I’d know that voice anywhere, my Granny’s neighbour, I turned around delighted to see her.
“Mrs Langan, it’s so good to see you, you look so well.”
“It’s the life boy soap Emma, even the wrinkles don’t like the smell of it, I’m half way through my second last bar and I’ll not leave this earth till it’s all gone.”
“I haven’t seen you since…”
“Since your Granny died, she got to the gates of heaven a half an hour before the devil knew she was dead.”
“Would you like to come for a coffee?”
“You don’t drink tea anymore, no?
“I do, tea then? Perhaps a bit of lunch?”
“Ach eye, indeeding I will.”
I brought her to the nearest restaurant. As she took her seat she let rip, a thunderous sound, “Better out than me eye,” she announced.
“What would you like to eat?” I asked.
“Bacon and Cabbage,” she announced, I explained it was a Thai restaurant.
“Thigh? they only do chicken thighs, funny sort of a place, oh I’ll have two of them with a few spuds and gravy so.”
After I explained and offered to go elsewhere, she questioned if they had chicken.
“They have chicken in any dish,” I said.
“You can pick something tasty for me so.”
I ordered her a sweet and sour chicken dish with some egg fried rice. The waiter walked away and Mrs Langan announced he would make me a nice husband. I laughed and told her I was engaged.
“Aww, that’s great news, it’s easy to halve the potato where there’s love. Your granny used to pray to our Lady, but when it came to you, she prayed to St. Jude. It worked… all grown up with no convictions and a man, she’d be proud.”
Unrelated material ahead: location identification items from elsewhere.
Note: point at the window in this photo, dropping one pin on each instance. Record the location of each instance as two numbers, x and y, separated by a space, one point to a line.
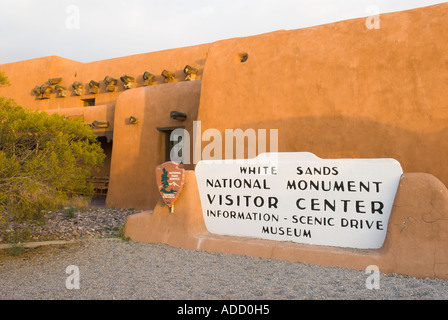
88 102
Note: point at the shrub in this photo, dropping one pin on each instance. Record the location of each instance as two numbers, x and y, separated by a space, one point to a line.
44 161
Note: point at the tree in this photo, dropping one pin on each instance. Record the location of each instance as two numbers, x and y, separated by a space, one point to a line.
44 160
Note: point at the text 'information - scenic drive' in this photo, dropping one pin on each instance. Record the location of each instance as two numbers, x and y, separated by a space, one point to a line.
301 198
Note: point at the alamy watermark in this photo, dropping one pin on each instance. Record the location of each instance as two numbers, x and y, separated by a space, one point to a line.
235 145
373 280
72 281
373 20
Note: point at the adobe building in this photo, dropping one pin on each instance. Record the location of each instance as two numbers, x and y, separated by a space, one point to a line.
338 90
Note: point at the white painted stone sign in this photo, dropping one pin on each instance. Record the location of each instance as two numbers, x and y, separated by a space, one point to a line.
301 198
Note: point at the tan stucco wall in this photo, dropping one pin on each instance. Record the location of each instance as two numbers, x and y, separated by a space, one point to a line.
25 75
139 148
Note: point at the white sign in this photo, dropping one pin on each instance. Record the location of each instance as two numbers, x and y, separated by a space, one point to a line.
301 198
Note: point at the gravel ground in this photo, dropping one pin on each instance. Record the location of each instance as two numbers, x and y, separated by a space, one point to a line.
111 268
116 269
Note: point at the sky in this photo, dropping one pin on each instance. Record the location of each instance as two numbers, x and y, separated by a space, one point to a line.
92 30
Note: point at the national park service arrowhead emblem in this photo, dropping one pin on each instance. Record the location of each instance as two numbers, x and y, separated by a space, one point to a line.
170 180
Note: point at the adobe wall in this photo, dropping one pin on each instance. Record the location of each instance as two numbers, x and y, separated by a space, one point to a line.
25 75
340 90
139 148
415 243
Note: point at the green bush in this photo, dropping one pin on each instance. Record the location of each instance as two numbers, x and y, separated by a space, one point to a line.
44 161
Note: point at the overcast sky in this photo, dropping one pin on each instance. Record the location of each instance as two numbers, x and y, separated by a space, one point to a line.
102 29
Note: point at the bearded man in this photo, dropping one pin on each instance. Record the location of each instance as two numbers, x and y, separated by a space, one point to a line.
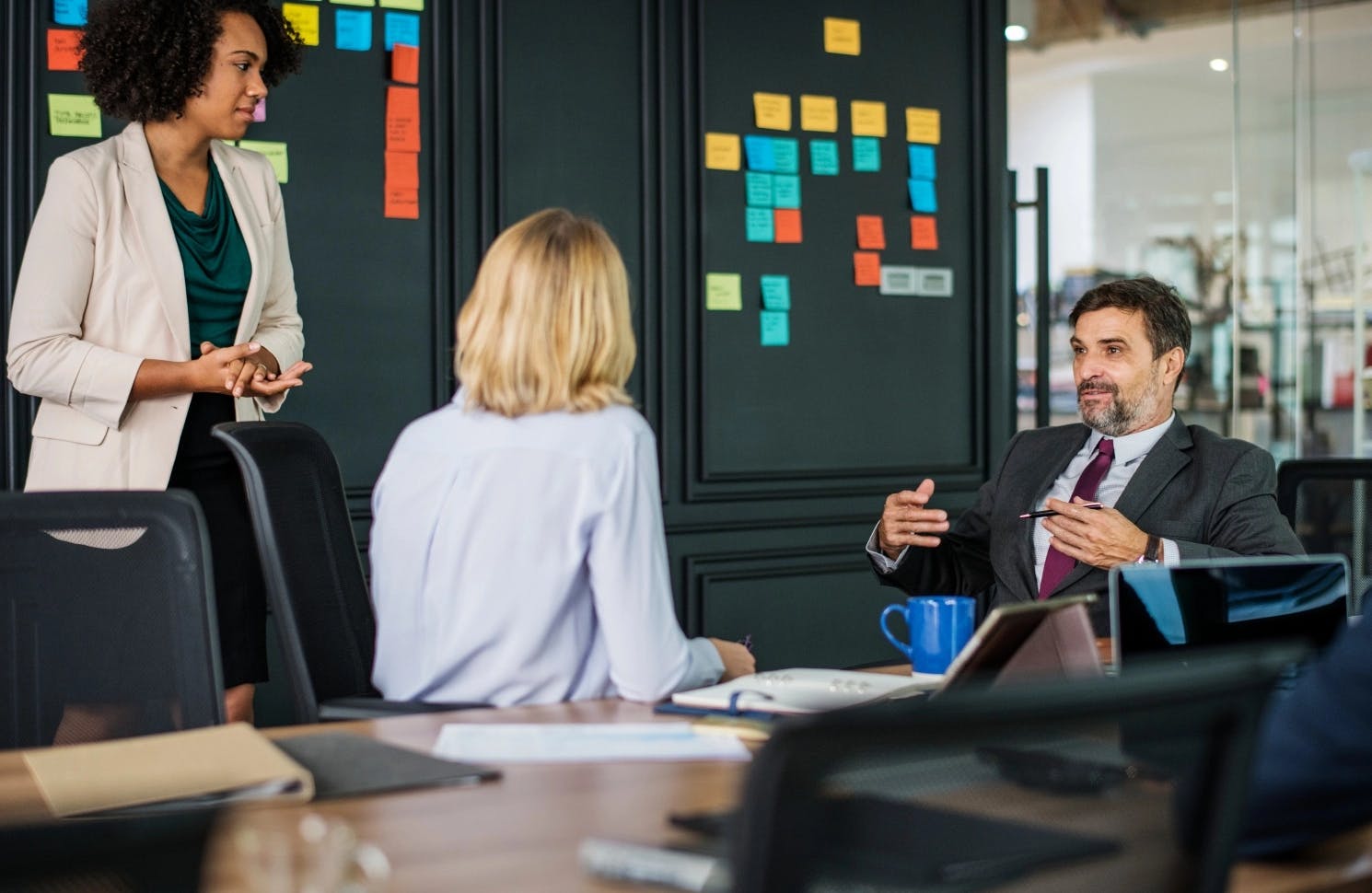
1066 504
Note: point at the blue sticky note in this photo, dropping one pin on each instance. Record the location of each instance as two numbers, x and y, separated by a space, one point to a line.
761 226
775 328
866 154
823 158
759 190
786 154
786 191
923 196
353 29
923 162
402 28
777 293
759 150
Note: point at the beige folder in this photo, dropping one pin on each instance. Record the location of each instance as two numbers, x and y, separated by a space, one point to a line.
221 761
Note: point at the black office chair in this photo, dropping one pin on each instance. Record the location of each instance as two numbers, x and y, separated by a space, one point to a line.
106 618
1063 786
1327 503
313 571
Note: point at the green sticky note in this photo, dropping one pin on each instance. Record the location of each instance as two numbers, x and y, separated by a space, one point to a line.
73 114
723 291
775 328
274 153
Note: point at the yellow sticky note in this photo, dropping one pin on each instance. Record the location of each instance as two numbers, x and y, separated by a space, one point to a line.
73 114
868 118
274 153
773 111
723 291
923 125
305 19
843 36
820 112
722 151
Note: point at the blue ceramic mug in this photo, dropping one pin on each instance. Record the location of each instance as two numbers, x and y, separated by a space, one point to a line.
938 629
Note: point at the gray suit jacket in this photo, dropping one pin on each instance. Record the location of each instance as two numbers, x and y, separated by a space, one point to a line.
1209 494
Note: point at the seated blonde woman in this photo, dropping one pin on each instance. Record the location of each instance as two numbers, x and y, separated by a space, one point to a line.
517 551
She tilted herself scow-ways, raised her rear and let rip again, the lady at the next table scorned, in which Mrs Langan announced, “Wait till it lands and you’ll see it’s sweeter than your perfume, I’ll suffer no pain for man or beast, it’s part and parcel of being human.”
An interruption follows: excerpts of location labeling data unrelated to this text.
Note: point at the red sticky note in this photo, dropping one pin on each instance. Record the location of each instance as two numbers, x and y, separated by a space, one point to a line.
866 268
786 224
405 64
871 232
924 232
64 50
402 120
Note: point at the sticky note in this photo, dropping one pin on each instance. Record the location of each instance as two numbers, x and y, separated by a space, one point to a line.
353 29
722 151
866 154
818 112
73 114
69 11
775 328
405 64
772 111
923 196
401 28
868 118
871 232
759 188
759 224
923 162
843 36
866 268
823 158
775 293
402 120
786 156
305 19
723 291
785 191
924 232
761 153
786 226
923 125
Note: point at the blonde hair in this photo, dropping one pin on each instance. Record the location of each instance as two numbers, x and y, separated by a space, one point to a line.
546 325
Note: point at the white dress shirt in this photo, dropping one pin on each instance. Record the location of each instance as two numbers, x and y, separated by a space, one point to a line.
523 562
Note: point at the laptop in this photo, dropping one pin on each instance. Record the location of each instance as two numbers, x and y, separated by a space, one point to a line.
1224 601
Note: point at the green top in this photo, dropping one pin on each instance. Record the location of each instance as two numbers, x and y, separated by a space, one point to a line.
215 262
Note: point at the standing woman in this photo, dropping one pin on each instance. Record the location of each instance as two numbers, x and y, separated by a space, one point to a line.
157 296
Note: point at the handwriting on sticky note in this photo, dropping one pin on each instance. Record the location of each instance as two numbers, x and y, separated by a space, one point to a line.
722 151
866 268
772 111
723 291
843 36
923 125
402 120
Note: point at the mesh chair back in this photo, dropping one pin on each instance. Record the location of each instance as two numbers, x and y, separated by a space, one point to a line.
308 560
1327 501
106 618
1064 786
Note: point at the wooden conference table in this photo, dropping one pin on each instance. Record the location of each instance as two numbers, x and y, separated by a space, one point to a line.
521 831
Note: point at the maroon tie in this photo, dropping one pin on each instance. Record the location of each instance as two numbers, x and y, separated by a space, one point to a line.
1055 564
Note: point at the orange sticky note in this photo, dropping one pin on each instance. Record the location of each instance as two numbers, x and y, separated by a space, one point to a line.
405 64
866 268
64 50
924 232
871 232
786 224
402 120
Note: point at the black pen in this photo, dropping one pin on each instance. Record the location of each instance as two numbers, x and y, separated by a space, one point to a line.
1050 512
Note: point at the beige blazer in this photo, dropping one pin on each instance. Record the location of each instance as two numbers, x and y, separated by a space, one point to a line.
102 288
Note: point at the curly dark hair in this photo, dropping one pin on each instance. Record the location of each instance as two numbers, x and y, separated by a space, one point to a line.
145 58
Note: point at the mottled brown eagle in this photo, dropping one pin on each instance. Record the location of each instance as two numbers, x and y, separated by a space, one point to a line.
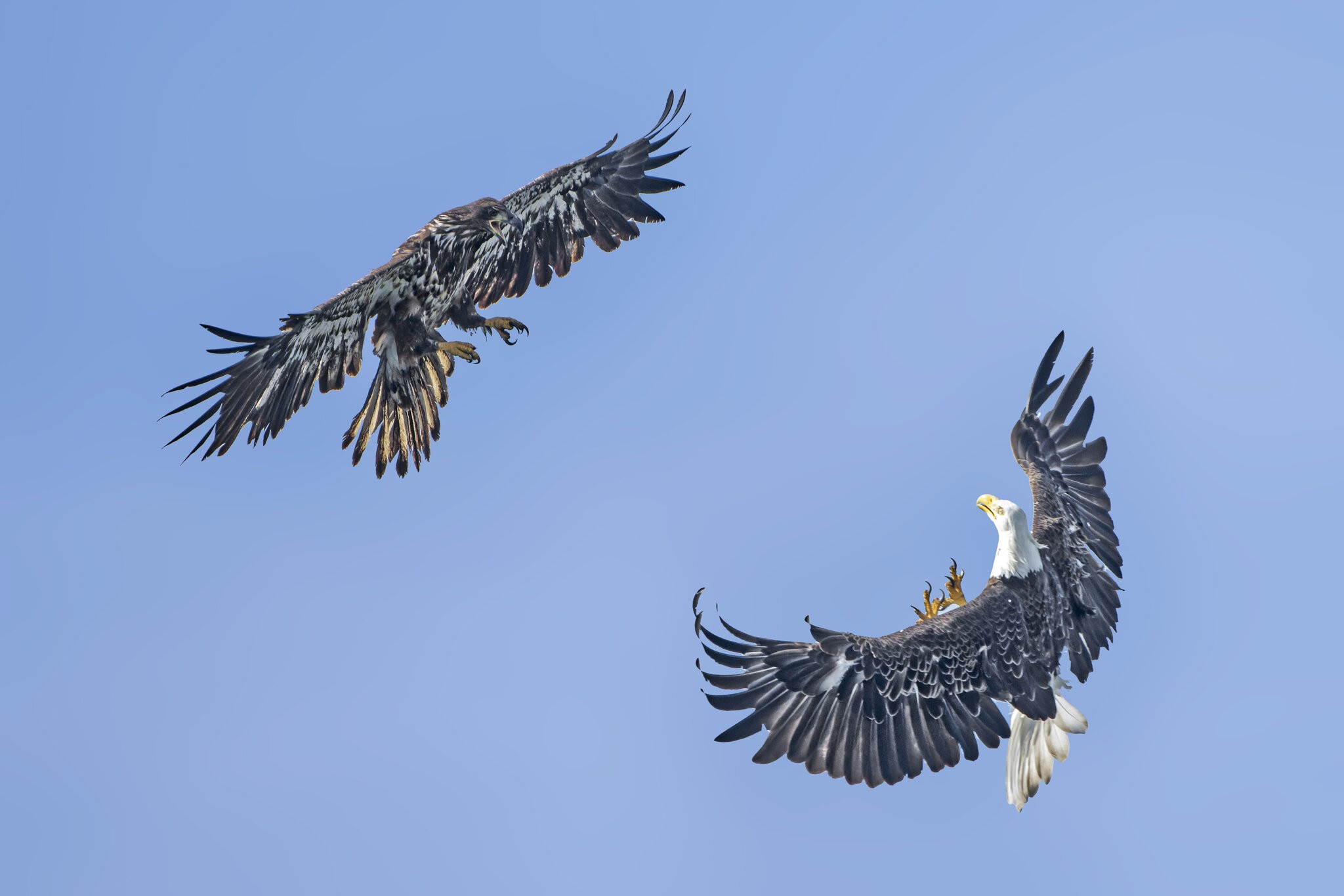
878 710
463 261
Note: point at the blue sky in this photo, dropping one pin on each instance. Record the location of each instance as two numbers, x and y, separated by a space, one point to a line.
272 674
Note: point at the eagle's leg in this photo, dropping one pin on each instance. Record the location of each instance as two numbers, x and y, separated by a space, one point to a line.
932 607
956 597
465 317
464 351
501 325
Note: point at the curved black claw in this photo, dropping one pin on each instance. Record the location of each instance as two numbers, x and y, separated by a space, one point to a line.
501 325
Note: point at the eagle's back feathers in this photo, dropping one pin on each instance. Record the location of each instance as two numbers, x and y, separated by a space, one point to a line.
450 264
879 710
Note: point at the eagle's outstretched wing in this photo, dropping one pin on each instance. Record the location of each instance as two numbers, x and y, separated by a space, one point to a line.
878 710
276 378
597 197
1072 510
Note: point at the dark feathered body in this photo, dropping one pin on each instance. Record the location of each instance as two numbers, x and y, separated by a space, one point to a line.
877 710
464 260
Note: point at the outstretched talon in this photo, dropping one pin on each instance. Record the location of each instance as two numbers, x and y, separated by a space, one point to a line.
932 607
956 596
450 351
501 325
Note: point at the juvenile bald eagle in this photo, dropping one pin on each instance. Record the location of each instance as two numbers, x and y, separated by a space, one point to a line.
463 261
878 710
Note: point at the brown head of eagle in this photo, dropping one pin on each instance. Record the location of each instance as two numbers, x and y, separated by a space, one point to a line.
450 270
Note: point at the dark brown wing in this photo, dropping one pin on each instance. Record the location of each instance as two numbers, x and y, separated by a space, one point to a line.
878 710
1072 510
597 198
277 377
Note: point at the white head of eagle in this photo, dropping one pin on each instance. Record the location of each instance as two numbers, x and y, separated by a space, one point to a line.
1019 552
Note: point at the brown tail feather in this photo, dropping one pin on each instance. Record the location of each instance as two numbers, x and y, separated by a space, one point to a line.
402 411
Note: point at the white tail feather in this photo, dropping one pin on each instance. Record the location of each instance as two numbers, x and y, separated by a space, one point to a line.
1037 743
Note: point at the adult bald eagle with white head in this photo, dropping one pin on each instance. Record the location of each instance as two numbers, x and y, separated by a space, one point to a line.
877 710
461 262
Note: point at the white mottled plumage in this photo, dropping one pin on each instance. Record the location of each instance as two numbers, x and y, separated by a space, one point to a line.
463 261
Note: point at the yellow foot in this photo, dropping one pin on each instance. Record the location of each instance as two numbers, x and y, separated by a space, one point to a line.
501 325
956 596
448 351
932 606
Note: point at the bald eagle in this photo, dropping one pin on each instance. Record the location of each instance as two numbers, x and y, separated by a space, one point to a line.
463 261
877 710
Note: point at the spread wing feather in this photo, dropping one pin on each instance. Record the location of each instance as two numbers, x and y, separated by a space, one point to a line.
1072 510
596 198
277 375
879 710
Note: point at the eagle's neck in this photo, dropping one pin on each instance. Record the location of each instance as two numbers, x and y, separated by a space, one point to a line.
1018 554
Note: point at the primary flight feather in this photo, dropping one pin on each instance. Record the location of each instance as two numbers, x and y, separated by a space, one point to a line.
456 265
878 710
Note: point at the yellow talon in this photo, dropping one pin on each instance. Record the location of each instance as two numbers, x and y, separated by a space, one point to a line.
932 607
956 596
When her meal arrived, she questioned the rice, telling the waiter, rice was a dessert in her time, “I see you serve the whole family together now, as she pointed at the chicken and then at the egg in the fried rice.”
She did enjoy it though and despite trying to avoid flying grains of rice, I did too. She reminisced about the past and told me many stories, bringing memories of holidays in my Grannies to the forefront of my mind.
“Always up to the devilment and acting the maggot, your poor Granny didn’t get a minute’s peace with you. She’d tell me she loved to see you coming and she loved to see you going.” She broke into laughter; I dodged the food shower with my napkin. She continued, “My heart misses her, but my head stores all the shenanigans we used to get up to and that gives me great laughs.”
The tea arrived and she drank it. She took her false teeth out into her hankie on the table and proceeded to take the chicken and rice from each tooth with a toothpick. The lady at the next table gagged.
Mrs Langan brought my Granny out in me as we both laughed like young childer. It was to be the first of many encounters.